Backpressure occurs when a writable stream cannot process data as fast as it receives it. When write() returns false, you must pause writing and wait for the drain event. pipe() and pipeline() handle backpressure automatically. Ignoring backpressure leads to excessive memory usage and potential crashes.
What is the difference between pipe() and pipeline()?
pipe() chains streams but does not propagate errors or clean up resources. If a mid-chain stream errors, the source keeps reading and may leak memory. pipeline() propagates errors to all streams, destroys all streams on error, and supports a callback or promise for completion. Always prefer pipeline() in production code.
How do async iterators work with streams?
Readable streams implement the async iterable protocol, so you can consume them with for await...of loops. Backpressure is handled automatically, and the stream is destroyed when the loop exits via break or throw.
What is object mode in Node.js streams?
By default, streams operate on Buffer or string data. Object mode (objectMode: true) allows streams to process any JavaScript value. The highWaterMark counts objects rather than bytes. Useful for parsed JSON records, database rows, or CSV lines.

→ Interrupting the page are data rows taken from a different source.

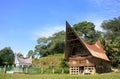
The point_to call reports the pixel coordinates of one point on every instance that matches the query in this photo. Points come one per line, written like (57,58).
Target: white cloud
(48,31)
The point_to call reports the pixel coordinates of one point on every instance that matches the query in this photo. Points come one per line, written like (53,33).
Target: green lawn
(59,76)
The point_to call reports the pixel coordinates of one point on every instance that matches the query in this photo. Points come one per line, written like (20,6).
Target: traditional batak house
(84,58)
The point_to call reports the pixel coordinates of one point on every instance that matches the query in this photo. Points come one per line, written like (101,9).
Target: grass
(59,76)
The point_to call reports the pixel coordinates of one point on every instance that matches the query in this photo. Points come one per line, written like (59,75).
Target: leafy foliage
(6,56)
(87,31)
(112,39)
(51,45)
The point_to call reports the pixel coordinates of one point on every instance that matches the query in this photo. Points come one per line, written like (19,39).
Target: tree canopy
(87,31)
(55,44)
(112,39)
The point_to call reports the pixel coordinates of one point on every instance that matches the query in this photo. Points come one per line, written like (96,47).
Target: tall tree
(112,39)
(6,56)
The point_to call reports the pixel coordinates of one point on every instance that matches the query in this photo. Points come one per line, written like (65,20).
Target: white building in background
(23,61)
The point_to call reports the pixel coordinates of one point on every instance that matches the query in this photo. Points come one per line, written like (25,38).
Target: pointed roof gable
(95,50)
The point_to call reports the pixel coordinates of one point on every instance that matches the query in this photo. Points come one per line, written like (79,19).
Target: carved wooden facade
(84,58)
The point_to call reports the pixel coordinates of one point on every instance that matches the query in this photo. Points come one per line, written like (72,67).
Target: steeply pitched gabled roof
(95,50)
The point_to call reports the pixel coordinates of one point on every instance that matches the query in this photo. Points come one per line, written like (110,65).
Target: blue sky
(22,22)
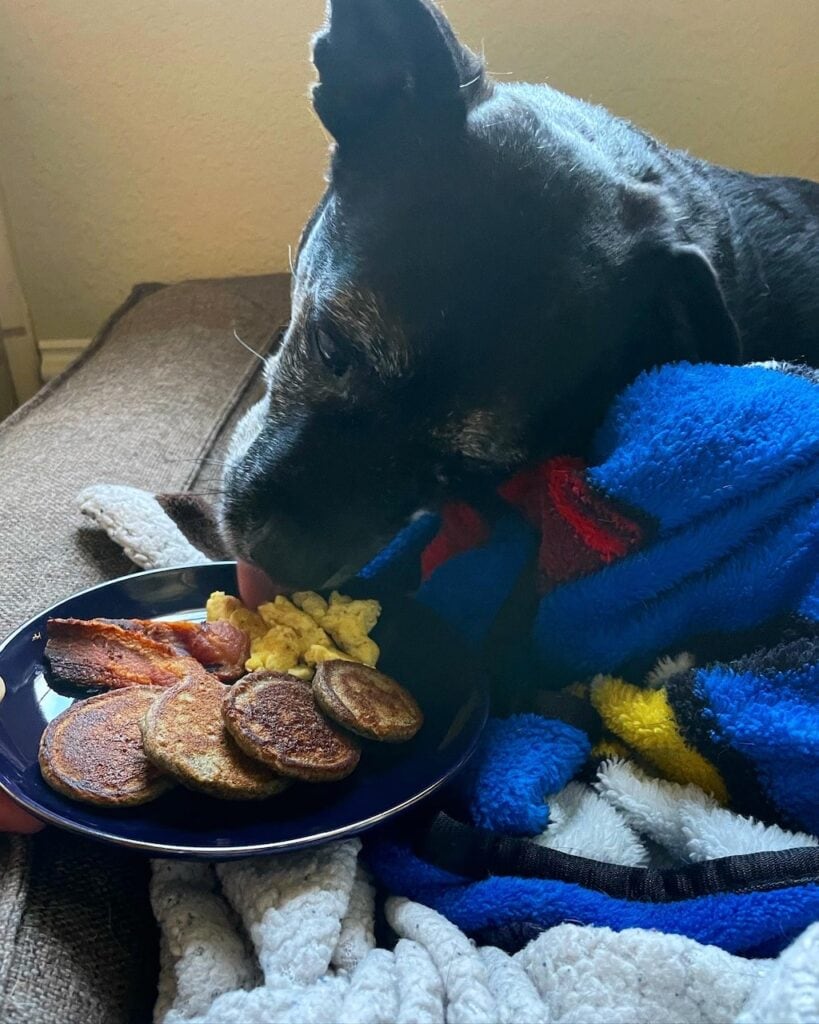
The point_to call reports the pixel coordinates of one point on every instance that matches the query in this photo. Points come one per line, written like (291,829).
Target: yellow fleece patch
(645,721)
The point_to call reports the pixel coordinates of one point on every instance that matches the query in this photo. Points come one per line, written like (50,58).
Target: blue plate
(417,648)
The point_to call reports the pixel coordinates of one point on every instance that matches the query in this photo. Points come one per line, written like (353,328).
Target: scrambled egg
(295,636)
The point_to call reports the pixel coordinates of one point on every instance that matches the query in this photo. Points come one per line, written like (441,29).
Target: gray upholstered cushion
(147,404)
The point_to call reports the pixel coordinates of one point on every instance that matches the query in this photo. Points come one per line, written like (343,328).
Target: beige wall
(159,139)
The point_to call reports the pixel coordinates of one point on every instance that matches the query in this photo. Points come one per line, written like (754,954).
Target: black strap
(475,853)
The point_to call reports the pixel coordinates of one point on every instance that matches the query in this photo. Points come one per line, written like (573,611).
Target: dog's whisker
(246,345)
(466,85)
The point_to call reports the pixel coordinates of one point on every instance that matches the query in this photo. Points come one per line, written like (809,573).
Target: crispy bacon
(111,653)
(222,648)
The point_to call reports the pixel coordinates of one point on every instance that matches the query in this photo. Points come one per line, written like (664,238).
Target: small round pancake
(184,734)
(93,751)
(367,701)
(273,718)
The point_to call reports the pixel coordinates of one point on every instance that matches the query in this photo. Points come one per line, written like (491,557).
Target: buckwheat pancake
(367,701)
(273,718)
(184,734)
(93,751)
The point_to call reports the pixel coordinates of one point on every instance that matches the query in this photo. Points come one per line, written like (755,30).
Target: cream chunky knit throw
(292,938)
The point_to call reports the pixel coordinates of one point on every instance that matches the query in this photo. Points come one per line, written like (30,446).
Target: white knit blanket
(291,938)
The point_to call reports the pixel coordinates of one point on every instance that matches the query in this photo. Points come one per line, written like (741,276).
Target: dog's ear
(701,328)
(677,288)
(390,62)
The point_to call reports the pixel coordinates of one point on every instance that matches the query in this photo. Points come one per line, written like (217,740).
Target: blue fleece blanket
(722,464)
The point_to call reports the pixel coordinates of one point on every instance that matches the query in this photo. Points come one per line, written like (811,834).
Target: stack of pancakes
(245,741)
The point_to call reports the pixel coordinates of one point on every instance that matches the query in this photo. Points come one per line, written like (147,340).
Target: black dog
(489,264)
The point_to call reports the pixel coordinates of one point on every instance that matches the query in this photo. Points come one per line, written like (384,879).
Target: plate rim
(232,851)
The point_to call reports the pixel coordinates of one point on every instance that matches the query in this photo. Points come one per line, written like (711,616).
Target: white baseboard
(57,353)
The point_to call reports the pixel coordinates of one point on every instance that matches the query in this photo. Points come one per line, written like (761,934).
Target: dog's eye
(335,352)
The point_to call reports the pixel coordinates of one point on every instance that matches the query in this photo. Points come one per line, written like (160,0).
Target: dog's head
(479,279)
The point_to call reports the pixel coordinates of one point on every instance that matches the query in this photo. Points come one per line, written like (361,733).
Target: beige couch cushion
(144,406)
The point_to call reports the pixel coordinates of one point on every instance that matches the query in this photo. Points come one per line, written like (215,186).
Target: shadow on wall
(145,140)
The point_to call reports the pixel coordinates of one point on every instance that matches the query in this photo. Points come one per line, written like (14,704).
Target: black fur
(489,265)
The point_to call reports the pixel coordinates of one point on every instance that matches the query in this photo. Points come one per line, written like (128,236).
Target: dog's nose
(255,587)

How do you stream large files without running out of memory?
Use fs.createReadStream() to read the file in chunks and pipe it to a writable destination via pipeline(). Memory usage stays constant regardless of file size. Never use readFileSync() or readFile() for large files.
How do you handle errors in stream pipelines?
Use the pipeline() function which propagates errors to all streams and calls a single callback on completion or error. With the promise version (from stream/promises), wrap it in try/catch. Always handle stream errors to prevent unhandled exceptions from crashing the process.
What is the Web Streams API and how does it differ?
The Web Streams API is the WHATWG standard available in browsers, Deno, Workers, and Node.js. Node streams are more feature-rich with pipe(), pipeline(), and better backpressure. Web Streams are more portable. Node.js provides Readable.toWeb() and Readable.fromWeb() for conversion.